I’m not a shy individual, but she didn’t seem comfortable with my current situation, so I stepped back to the side with my back to her and finished my business.  I don’t know who grew more impatient, her or me.  I can only explain the total volume I disgorged by the fact it was essentially holy ale.  I didn’t think I’d ever stop.

But eventually, I did, much to everyone’s relief.  Once I had rearranged my small clothes and breeches, I stepped back around the wall and smiled at Audrey who had not moved.

“Old One Eye says you can bring Gracie and Barnaby back.  Is that true?”

I shrugged.  “I’ve never tried.  Why don’t we give it a shot?”  I noticed her hair was matted with sweat.  “Who have you been sparring with?”

Angelo came around the corner with Raucous following along behind.

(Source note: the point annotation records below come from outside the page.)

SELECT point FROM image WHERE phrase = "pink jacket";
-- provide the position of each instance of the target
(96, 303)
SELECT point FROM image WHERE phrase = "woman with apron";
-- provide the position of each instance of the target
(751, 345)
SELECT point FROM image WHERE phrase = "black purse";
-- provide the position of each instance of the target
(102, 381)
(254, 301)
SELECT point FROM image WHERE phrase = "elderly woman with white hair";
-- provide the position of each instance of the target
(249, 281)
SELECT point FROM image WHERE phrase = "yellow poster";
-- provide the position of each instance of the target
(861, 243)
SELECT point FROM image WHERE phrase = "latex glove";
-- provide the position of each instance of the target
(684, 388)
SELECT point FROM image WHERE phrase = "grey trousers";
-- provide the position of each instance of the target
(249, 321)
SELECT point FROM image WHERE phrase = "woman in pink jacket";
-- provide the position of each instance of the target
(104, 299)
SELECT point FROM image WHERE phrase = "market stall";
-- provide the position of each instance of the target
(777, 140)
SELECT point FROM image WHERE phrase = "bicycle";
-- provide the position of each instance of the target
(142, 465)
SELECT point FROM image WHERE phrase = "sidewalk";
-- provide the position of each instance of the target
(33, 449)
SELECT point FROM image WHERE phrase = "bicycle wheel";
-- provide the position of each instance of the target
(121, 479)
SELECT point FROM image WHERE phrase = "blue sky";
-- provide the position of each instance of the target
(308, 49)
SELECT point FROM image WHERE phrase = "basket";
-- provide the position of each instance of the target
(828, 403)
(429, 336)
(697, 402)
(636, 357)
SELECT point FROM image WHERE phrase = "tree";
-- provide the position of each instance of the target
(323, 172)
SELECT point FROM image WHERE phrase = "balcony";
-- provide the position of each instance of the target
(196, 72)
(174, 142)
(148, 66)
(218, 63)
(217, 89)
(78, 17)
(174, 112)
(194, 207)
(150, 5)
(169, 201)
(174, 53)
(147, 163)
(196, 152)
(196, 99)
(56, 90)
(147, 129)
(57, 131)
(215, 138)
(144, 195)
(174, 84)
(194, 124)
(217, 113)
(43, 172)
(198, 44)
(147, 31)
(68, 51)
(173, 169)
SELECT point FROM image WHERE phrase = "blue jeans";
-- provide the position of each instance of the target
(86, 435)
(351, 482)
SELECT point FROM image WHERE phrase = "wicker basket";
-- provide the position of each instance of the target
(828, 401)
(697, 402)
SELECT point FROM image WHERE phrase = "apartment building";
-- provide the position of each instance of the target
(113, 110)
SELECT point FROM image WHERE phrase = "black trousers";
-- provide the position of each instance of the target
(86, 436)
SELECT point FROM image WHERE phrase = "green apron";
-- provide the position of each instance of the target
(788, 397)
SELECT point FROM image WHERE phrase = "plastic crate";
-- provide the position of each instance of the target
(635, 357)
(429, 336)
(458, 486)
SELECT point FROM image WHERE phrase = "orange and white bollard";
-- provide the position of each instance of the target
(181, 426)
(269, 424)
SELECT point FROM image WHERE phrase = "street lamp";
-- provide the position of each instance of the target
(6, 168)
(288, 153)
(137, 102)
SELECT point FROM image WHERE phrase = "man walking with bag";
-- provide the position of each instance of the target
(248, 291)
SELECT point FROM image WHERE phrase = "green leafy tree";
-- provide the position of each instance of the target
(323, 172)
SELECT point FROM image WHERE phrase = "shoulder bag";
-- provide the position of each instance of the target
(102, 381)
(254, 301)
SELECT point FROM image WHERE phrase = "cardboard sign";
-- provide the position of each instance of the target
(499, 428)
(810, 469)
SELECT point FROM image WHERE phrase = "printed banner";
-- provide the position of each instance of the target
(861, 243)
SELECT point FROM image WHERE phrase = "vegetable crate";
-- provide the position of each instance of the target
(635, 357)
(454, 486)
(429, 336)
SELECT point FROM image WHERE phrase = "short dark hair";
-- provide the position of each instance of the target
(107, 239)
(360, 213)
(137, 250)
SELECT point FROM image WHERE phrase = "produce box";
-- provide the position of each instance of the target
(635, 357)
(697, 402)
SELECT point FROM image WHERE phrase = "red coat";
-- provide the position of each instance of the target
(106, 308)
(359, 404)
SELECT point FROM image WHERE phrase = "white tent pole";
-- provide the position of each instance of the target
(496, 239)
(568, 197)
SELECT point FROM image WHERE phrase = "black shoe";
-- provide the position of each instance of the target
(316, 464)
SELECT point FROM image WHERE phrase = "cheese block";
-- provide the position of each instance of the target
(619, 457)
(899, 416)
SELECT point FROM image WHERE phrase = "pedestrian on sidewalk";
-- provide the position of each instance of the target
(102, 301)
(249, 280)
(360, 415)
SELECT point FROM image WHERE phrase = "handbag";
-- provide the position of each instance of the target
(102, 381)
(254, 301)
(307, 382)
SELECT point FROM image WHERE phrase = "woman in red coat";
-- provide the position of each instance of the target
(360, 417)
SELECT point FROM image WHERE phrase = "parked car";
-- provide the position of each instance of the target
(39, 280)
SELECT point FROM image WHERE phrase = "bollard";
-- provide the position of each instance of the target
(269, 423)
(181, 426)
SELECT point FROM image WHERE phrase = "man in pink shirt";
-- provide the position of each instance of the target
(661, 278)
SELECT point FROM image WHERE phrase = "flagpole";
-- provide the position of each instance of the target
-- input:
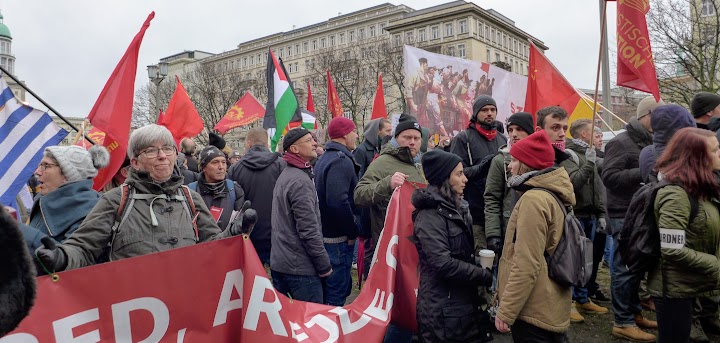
(4, 71)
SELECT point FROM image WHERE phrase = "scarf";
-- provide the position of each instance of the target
(486, 131)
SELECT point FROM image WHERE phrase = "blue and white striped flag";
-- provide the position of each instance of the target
(24, 134)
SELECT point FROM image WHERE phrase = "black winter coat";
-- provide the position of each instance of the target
(447, 301)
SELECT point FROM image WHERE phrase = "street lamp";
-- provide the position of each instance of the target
(157, 73)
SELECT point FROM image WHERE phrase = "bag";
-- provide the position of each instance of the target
(639, 239)
(571, 263)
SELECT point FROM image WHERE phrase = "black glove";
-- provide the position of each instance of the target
(50, 256)
(495, 244)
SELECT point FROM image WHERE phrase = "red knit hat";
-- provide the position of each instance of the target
(535, 151)
(340, 126)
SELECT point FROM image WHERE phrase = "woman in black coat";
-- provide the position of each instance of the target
(448, 303)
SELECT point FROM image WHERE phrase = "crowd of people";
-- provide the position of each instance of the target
(309, 210)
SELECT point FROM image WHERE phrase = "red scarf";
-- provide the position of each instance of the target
(489, 134)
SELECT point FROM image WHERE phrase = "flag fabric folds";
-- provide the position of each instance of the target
(334, 105)
(548, 87)
(181, 117)
(379, 110)
(282, 103)
(113, 108)
(636, 67)
(245, 111)
(25, 132)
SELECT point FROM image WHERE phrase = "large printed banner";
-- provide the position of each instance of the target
(220, 292)
(440, 89)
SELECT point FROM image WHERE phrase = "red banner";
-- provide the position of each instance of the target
(219, 292)
(636, 68)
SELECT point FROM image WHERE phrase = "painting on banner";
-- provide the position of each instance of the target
(440, 89)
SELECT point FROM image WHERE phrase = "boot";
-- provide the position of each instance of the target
(644, 322)
(575, 316)
(697, 334)
(633, 334)
(590, 307)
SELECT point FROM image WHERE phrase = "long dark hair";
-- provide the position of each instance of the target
(686, 162)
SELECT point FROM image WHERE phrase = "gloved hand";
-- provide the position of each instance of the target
(602, 226)
(495, 244)
(591, 154)
(50, 257)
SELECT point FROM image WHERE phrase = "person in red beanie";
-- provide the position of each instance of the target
(524, 287)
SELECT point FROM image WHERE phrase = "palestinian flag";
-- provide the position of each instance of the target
(282, 104)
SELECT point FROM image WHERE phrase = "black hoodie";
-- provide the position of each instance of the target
(257, 173)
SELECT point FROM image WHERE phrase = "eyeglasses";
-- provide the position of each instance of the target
(43, 166)
(152, 152)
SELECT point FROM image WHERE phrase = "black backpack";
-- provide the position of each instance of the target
(639, 239)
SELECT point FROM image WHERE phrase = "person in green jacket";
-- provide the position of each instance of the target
(689, 266)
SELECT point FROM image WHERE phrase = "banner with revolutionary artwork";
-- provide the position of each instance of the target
(440, 89)
(219, 292)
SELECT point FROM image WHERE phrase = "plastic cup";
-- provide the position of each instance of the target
(487, 257)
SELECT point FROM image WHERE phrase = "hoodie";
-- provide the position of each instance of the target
(257, 173)
(665, 121)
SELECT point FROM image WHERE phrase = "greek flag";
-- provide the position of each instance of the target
(24, 134)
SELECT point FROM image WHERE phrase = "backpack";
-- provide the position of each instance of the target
(639, 239)
(571, 263)
(121, 214)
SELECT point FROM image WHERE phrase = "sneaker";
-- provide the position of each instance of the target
(633, 334)
(575, 316)
(644, 322)
(590, 307)
(599, 296)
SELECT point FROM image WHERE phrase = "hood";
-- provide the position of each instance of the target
(259, 157)
(372, 128)
(556, 180)
(666, 120)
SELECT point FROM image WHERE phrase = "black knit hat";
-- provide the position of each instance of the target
(522, 119)
(438, 164)
(217, 141)
(292, 136)
(407, 122)
(481, 102)
(703, 103)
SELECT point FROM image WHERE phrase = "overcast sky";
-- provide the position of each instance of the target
(65, 50)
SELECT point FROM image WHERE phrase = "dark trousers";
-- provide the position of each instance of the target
(527, 333)
(674, 318)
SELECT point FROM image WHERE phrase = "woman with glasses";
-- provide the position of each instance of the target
(65, 192)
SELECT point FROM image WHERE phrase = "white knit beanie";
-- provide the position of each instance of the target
(77, 163)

“Your friend Raucous there is wicked with a blade,” Audrey said.   “And Angelo has got a reach that makes it nearly impossible to land a blow.”

The other two greeted me, and I saw that while Raucous wore sparring gear, and was herself drenched in sweat, Angelo looked fresh as if he’d just woken.

“I’ll see about some food, shall I?” Angelo said with a grin.  “Leave you little people to your tasks.”

He actually winked at me as he turned and went back toward the front of the castle.  The kitchen was this way, so I was unsure where he was going.

By the time we all filed back into the kitchen — Audrey and Raucous piling their wooden swords and shields against the hearth — Bob and Old One Eye were just rising.  When Bob made a lurching step toward the door, we all cleared a path.  I’d just done that dance.

I didn’t wait around to hear him retching.  I went into the dining hall and looked at the two bodies.  Neither were evil people, but neither had they been particularly kind.  Well, Barnaby perhaps.  Using the green sight, I examined them both and saw how the wounds had been inflicted, and how they had each died.  I’d never really examined the dead like this before and it was not a pleasant experience.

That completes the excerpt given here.